A caravan park has failed in its bid to overturn refusal of 24 chalets in a popular North Wales holiday hotspot.

Proposals to install the static structures at the Golden Sunset Caravan Park in Benllech, Anglesey, were refused in 2019 due to the visual impact it would have.

The applicants lodged an appeal with Welsh Government appointed inspectors believing that replacing what are currently two existing touring caravan fields with a “high quality well designed scheme,” would reduce the prominence of caravans and enhance the site.

The two fields in question can only accommodate touring caravans between April 1 and October 31 every year, with the application seeking to allow the chalets to remain there all year round.

But this week the planning inspectorate revealed it was upholding Anglesey Council’s refusal, with the local authority believing the development to fall foul of the Joint Local Development Plan (JLDP) and would result in “a detrimental permanent visual impact on the landscape character of the locale” including the coastline and nearby Area of Outstanding Natural Beauty.

Planning officers also believed that the 24 chalets would “conflict with the surrounding landscape character” and that no justification had been presented on why it should be excepted from the JLDP.

The plans had also been opposed by local councillors, with Ieuan Williams writing to the planning inspectorate urging them to uphold the council’s decision.

Cllr Williams claimed Benllech has already reached “saturation point”, citing a number of holiday developments which have already been awarded planning permission or are currently under construction within a 1.5 mile radius – including 20 homes, 36 chalets and six glamping pods.

“On busy weekends through the summer the square can become gridlocked.
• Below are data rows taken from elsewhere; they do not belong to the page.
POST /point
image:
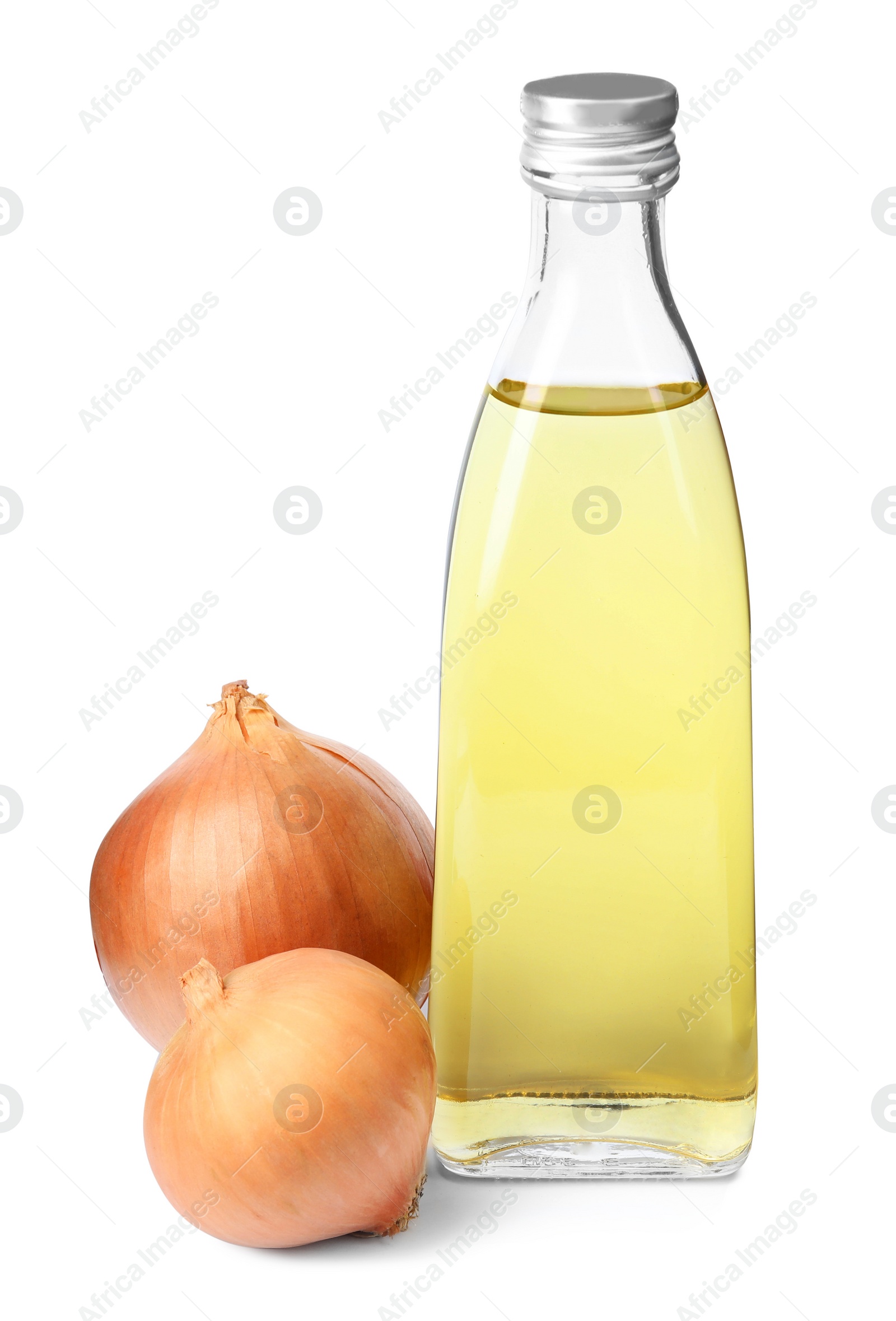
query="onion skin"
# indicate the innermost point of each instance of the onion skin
(312, 1019)
(217, 859)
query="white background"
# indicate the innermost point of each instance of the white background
(127, 525)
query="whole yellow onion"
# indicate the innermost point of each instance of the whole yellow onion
(295, 1102)
(259, 839)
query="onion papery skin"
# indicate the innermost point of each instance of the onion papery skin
(295, 1102)
(221, 859)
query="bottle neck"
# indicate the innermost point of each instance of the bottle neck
(598, 308)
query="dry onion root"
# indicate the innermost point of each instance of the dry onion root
(259, 839)
(295, 1102)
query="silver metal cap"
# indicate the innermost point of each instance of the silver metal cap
(600, 134)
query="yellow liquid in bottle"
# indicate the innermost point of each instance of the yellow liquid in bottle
(594, 998)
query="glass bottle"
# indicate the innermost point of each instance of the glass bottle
(592, 998)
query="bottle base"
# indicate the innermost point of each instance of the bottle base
(591, 1160)
(589, 1136)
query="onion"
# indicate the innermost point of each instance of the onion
(295, 1102)
(259, 839)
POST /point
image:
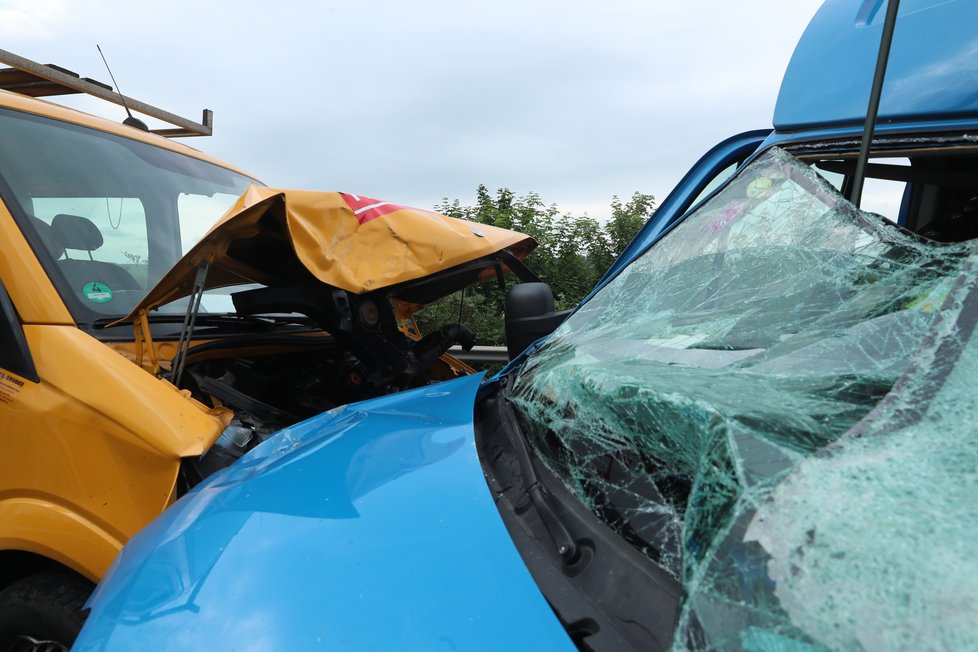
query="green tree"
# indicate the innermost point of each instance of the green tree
(573, 253)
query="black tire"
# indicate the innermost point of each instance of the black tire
(42, 612)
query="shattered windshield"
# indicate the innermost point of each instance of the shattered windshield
(775, 405)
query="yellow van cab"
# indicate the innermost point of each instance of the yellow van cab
(142, 347)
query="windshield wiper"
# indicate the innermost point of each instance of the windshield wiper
(215, 319)
(536, 491)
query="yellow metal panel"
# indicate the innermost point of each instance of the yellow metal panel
(48, 529)
(90, 455)
(337, 243)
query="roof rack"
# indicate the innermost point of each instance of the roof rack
(39, 80)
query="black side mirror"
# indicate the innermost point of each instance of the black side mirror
(14, 354)
(530, 315)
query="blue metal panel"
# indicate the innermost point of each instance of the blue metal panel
(932, 71)
(368, 527)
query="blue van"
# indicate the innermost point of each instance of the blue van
(759, 432)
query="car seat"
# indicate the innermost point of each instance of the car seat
(80, 233)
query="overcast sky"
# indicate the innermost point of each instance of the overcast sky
(416, 101)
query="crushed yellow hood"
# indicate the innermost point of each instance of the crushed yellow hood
(347, 241)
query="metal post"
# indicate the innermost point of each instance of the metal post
(874, 101)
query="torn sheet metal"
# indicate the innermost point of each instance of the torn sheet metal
(347, 241)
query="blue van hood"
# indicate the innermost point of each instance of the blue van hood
(369, 527)
(932, 71)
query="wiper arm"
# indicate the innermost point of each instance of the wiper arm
(214, 319)
(536, 491)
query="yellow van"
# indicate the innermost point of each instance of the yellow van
(142, 347)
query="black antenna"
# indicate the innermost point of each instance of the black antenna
(889, 24)
(131, 121)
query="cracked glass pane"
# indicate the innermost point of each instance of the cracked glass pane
(775, 404)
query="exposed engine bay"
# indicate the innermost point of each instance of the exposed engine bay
(326, 347)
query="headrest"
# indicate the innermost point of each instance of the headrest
(46, 233)
(75, 232)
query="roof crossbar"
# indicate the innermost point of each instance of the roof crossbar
(39, 80)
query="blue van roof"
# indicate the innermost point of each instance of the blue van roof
(932, 71)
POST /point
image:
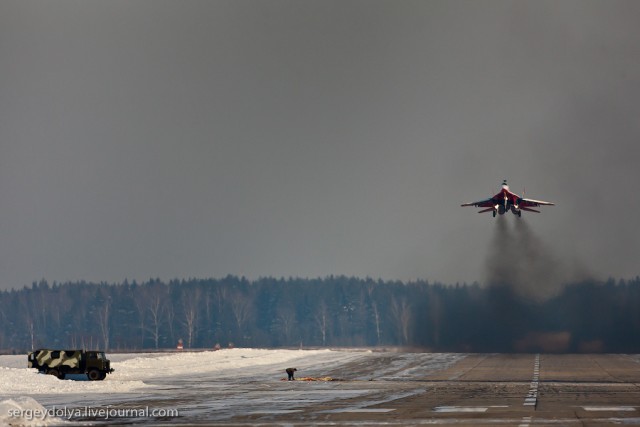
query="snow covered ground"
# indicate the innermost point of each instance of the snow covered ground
(199, 387)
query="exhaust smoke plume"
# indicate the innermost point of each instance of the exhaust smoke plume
(519, 260)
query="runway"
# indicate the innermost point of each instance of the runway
(491, 389)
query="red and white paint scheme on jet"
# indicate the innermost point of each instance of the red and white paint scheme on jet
(506, 201)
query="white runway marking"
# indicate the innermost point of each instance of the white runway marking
(532, 396)
(460, 409)
(609, 408)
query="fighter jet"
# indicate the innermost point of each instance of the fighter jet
(506, 201)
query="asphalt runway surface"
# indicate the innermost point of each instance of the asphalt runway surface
(487, 389)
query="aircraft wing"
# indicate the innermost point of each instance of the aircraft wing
(487, 203)
(534, 203)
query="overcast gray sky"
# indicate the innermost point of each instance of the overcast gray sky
(180, 139)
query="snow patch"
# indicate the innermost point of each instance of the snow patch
(25, 411)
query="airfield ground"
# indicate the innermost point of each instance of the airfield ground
(245, 387)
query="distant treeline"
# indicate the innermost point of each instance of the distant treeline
(331, 311)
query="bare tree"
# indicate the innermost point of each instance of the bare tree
(322, 321)
(140, 300)
(104, 317)
(401, 315)
(190, 307)
(242, 309)
(286, 321)
(155, 307)
(376, 313)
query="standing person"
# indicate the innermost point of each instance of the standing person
(290, 372)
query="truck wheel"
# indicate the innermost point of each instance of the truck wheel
(94, 375)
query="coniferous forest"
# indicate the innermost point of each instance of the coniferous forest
(325, 312)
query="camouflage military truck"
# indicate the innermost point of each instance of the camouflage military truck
(62, 362)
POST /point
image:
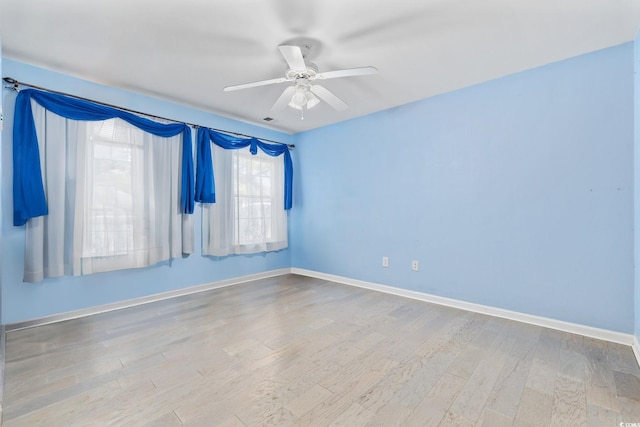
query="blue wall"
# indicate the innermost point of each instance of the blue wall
(637, 187)
(516, 193)
(23, 301)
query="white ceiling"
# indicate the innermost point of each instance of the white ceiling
(187, 51)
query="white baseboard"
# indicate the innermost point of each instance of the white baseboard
(636, 349)
(144, 300)
(574, 328)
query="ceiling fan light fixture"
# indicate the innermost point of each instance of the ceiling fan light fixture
(312, 100)
(299, 98)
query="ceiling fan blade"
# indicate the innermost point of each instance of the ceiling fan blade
(293, 56)
(284, 99)
(327, 96)
(360, 71)
(255, 84)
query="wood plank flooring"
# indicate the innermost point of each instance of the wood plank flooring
(296, 351)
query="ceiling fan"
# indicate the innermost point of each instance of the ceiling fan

There is a pub, coffee shop, deli, Indian takeaway, small cafe, two fish and chip shops and a Tesco Express on the square.

“Unfortunately visitors and locals do not travel to these shops in a sustainable manner, they come by car.”

The developers argued that the plans would represent an improvement on the site’s current use as a touring caravan site, for which they say there are no controls over siting or length of stay.

“The proposal would provide higher quality holiday units on a site which is within walking distance of all facilities in Benllech, leading to increased economic activity throughout the year,” they added.

“Through delivering this scheme which includes landscaping proposals and a defined location for the units and introducing carefully selected coloured caravans, the current visual impact of the touring caravans and tents will be mitigated, and this will lead to an overall landscape enhancement.”

But falling on the side of councillors, planning inspector Vicki Hirst concluded in her report: “The provision of 24 static caravans with their associated decking and stoned parking areas would result in a permanent change to the visual character of the appeal site.

“Given the transient and temporary nature of the existing use, I do not find the benefits of removing the existing seasonal use of the site for touring caravans and camping justifies the proposed development and the related permanent effects to the landscape.”